Der AfD-Kreisverband Reutlingen distanziert sich auf seiner Facebook-Seite deutlich von dem gefälschten Twitter-Account. Foto: Screenshot / facebook.com / AfD-Kreisverband-Reutlingen

Der AfD-Kreisverband Reutlingen steht seit Montag im Auge eines Shitstorms, der es in sich hat: Angeblich soll über seinen Twitteraccount eine unpassende Äußerung zur Messerattacke getätigt worden sein. Die Wahrheit allerdings sieht anders aus. 

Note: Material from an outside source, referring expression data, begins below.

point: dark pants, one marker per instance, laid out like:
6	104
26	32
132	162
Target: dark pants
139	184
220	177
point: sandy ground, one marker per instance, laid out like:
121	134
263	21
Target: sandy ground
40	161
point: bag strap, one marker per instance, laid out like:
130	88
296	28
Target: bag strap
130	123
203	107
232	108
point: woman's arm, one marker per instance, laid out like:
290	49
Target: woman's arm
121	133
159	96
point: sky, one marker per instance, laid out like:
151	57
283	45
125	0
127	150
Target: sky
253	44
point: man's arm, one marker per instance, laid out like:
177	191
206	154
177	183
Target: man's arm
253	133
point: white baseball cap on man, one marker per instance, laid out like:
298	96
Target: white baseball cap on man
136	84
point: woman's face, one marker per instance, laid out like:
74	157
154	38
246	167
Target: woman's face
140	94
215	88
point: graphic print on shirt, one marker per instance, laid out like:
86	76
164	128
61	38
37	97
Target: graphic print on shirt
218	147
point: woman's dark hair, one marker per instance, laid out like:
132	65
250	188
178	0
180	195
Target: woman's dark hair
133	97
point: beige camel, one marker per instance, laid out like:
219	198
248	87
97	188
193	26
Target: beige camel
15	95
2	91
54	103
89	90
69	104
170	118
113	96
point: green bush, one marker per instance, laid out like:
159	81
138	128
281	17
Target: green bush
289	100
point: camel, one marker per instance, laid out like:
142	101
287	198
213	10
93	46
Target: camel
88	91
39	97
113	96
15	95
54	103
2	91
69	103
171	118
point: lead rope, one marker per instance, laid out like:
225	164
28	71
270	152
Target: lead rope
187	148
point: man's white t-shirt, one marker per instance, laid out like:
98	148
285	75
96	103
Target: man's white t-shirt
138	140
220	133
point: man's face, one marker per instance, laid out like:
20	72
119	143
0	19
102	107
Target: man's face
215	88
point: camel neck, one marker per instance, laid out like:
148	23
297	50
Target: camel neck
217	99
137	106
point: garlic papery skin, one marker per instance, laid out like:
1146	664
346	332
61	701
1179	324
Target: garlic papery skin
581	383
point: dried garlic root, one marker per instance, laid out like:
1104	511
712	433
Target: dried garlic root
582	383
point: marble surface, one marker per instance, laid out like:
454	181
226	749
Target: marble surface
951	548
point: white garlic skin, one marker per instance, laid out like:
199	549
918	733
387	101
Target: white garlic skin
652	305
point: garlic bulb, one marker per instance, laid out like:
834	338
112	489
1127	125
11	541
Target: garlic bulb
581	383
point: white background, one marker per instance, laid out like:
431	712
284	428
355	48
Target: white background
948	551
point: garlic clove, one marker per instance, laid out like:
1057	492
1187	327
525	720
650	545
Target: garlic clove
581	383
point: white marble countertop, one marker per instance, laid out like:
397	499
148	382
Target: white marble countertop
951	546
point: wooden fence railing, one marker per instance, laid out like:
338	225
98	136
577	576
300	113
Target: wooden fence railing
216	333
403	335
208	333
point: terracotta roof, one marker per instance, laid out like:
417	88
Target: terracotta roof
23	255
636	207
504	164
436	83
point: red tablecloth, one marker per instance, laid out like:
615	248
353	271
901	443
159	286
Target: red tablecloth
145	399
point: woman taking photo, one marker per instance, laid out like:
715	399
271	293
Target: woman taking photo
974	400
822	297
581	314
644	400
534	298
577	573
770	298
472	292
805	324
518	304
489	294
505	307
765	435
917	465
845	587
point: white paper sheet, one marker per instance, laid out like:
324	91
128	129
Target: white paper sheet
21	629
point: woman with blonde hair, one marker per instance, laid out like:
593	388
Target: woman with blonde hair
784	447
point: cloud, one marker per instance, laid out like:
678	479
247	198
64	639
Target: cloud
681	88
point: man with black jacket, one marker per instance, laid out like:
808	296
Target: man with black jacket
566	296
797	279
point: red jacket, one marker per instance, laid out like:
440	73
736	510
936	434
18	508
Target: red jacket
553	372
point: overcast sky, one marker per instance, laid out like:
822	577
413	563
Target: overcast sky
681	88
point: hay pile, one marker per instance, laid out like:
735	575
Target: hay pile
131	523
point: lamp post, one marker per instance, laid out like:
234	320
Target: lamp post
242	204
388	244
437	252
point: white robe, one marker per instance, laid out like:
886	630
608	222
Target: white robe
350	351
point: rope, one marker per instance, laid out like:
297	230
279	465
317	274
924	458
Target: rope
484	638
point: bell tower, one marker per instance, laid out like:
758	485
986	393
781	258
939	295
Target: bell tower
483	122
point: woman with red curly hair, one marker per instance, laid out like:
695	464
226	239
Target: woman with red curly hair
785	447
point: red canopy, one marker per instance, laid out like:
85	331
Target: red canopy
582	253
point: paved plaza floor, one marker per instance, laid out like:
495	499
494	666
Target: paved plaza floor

Reutlingen - War es der offizielle Twitteraccount des AfD-Kreisverbands Reutlingen, der da nach der Messerattacke in Reutlingen das folgende, mit Rechtschreibfehlern versehene Statement abgab? "Währen wir an der Macht, währe das nicht passiert" - der Original-Tweet wurde auf Twitter gelöscht. Genau wie die Antwort, dass ein Praktikant den Account der AfD-Reutlingen für fünf Stunden übernommen haben soll. Der Account ist ebenfalls gelöscht worden. Journalisten haben diesen Twitter-Verlauf gepostet, damit er nicht in Vergessenheit gerät. Unter anderem hat die taz das AfD-Statement veröffentlicht:

Auch der Moderator und Autor Dominik Schottner hat die Äußerung des Reutlinger AfD-Kreisverbands kommentiert.

Fake-Account sorgt für Furore

Doch der mediale Wirbel entpuppt sich als Fake: Der Twitter-Account des Reutlinger Kreisverbands war nicht echt. Die AfD bezieht hierzu auf ihrer Facebook-Seite Stellung. Diese Seite ist zwischenzeitlich offline gestellt worden - warum weiß der Reutlinger Kreisvorstand Wolfram Hirt auf Anfrage auch nicht. Es werde daran gearbeitet, den Facebook-Account wieder zu aktivieren. Twitter-User haben aber auch die Klarstellung der AfD dokumentiert:

Für die Verantwortlichen des Reutlinger Kreisverbands gibt es in den sozialen Medien nun einiges zu tun, um die User zu besänftigen. Für den Twitteraccount, der sich im Namen der AfD Reutlingen zur Messerattacke fragwürdig äußerte, können die Mitglieder allerdings nicht verantwortlich gemacht werden.